Anamnestisch seien bei ihr zudem Katatonien bekannt, welche einen akuten psychiatrischen Notfall im Sinne eines lebensbedrohlichen Zustandes darstellten. Sie müsse somit in diesen Zuständen notfallmediziert werden, zuletzt Ende Oktober 2022. Aufgrund der bereits bei Gesprächen über den Transport gezeigten Zunahme psychotischer Symptome sei davon auszugehen gewesen, dass ein durchgeführter Transport den Zustand weiter verschlechtert hätte und ein erneuter katatoner Zustand nicht ausgeschlossen habe werden können. Durch den Transport habe somit mit hoher Wahrscheinlichkeit eine akute und unmittelbare psychiatrische Notfallsituation einzutreten gedroht.

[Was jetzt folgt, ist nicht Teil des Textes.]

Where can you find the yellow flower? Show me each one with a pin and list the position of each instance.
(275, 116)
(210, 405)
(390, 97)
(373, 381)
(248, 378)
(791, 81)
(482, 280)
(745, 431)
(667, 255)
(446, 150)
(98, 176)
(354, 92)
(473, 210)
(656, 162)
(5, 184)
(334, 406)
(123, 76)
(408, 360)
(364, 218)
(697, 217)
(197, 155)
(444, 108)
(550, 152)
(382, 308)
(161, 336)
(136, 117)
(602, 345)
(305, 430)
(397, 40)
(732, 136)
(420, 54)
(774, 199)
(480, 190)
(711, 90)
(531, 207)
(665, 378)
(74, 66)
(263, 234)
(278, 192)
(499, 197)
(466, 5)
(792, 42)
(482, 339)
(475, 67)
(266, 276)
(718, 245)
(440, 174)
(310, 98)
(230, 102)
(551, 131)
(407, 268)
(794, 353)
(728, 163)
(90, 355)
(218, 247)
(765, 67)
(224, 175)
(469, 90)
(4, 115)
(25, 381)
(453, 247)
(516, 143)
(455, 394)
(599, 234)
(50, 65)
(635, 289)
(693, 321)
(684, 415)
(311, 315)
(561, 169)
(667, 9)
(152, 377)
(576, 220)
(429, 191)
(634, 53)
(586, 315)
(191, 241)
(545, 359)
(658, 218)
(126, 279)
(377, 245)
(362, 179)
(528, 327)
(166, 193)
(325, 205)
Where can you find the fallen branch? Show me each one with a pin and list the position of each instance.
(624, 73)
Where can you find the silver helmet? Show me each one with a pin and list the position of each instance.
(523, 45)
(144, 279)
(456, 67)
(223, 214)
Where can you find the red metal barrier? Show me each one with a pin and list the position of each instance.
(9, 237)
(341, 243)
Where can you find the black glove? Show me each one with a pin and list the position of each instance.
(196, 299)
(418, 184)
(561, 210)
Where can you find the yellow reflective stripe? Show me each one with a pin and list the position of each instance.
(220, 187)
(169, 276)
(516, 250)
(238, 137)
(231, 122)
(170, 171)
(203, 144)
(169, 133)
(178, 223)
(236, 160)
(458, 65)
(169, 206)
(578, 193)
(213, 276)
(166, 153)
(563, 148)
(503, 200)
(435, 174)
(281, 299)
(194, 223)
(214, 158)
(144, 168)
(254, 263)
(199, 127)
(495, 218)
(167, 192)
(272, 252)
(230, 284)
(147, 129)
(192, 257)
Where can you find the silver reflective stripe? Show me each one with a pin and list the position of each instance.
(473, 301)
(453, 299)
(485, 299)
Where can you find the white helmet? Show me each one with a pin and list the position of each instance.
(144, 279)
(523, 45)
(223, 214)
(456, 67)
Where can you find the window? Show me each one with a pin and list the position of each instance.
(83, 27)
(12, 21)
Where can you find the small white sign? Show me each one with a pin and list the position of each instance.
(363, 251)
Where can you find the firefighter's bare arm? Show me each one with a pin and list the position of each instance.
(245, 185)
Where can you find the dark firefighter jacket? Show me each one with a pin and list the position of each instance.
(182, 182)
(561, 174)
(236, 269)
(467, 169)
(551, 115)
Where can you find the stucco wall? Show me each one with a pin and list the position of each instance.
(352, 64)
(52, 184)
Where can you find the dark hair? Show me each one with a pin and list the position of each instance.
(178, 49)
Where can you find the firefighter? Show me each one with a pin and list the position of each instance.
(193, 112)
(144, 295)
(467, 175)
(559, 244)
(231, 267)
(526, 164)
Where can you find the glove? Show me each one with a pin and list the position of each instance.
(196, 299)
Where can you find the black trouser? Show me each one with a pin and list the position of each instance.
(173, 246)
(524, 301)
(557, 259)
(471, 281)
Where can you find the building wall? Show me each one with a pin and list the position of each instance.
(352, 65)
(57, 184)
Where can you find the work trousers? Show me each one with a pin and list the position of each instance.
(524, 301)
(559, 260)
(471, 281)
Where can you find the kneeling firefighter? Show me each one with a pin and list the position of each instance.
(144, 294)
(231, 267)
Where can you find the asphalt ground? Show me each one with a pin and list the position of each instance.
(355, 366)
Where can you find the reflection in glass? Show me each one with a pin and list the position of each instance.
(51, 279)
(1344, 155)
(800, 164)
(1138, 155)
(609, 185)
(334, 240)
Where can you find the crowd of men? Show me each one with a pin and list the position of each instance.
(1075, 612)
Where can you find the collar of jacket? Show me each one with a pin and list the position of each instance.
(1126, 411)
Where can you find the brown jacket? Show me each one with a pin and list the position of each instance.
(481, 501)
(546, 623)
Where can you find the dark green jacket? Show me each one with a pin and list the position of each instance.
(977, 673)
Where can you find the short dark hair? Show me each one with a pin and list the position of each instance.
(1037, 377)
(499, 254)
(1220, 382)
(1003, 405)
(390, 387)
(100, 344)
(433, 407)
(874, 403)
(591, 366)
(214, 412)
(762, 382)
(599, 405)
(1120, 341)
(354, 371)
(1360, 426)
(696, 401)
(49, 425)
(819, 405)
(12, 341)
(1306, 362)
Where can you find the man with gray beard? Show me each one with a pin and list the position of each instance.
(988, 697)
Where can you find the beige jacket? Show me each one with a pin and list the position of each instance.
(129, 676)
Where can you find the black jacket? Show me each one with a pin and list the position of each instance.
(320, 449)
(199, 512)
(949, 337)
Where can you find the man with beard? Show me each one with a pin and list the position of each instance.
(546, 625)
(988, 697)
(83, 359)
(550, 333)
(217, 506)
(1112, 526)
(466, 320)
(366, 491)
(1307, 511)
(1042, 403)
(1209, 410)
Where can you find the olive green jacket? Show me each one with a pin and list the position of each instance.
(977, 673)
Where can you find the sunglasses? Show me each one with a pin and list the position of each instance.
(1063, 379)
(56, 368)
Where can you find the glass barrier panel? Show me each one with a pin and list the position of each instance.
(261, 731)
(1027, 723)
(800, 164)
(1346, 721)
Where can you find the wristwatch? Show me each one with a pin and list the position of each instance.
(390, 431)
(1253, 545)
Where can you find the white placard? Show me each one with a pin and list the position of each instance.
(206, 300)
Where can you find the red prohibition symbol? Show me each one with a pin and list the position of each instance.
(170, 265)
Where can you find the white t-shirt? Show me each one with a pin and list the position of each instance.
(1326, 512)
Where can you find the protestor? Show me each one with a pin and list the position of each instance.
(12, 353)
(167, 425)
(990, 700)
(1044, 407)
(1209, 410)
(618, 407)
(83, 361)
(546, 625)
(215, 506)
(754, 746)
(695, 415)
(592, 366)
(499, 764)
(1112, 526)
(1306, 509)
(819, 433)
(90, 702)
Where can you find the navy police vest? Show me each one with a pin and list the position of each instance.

Vor diesem Hintergrund ist nicht von einem freiwilligen und eigenverantwortlichen Verzicht der Untergebrachten auf eine Anhörung im Gerichtsgebäude auszugehen. Vielmehr war es allein ihrem Gesundheitszustand geschuldet, dass sie an dem Termin vom 21. September 2023 nicht teilnahm. Eine Anhörung der Beschwerdeführerin außerhalb der Klinik war nicht ohne erhebliche gesundheitliche Risiken möglich und daher nicht zumutbar. Die Strafvollstreckungskammer hätte daher nicht von der mündlichen Anhörung absehen dürfen (vgl. hierzu Senatsbeschluss vom 15. Juni 2023 - III-3 Ws 171/23 -, juris). Vielmehr hätte sie - mangels anderer Alternativen - die Beschwerdeführerin in der Klinik anhören müssen und nicht ohne deren persönliche Anhörung über die Fortdauer der Unterbringung entscheiden dürfen. Auf telefonische Nachfrage des Senats hat eine behandelnde Ärztin ausdrücklich erklärt, eine solche könne in Anwesenheit der Ärztin in der Klinik durchgeführt werden.
Der aufgezeigte Verfahrensfehler führt zur Zurückverweisung an die Strafvollstreckungskammer, weil der Senat nicht nach § 309 Abs. 2 StPO in der Sache selbst entscheiden kann. Beim Unterlassen einer zwingend vorgeschriebenen mündlichen Anhörung durch die Strafvollstreckungskammer handelt es sich um einen im Beschwerderechtszug nicht heilbaren Verfahrensmangel (KG Berlin, Beschluss vom 24. März 2020 - 2 Ws 11/20 -, juris).
III.
Die Kosten- und Auslagenentscheidung beruht auf entsprechender Anwendung des § 467 Abs. 1 StPO. Die Beschwerde wurde ausschließlich mit der fehlenden Anhörung begründet und hatte insoweit Erfolg.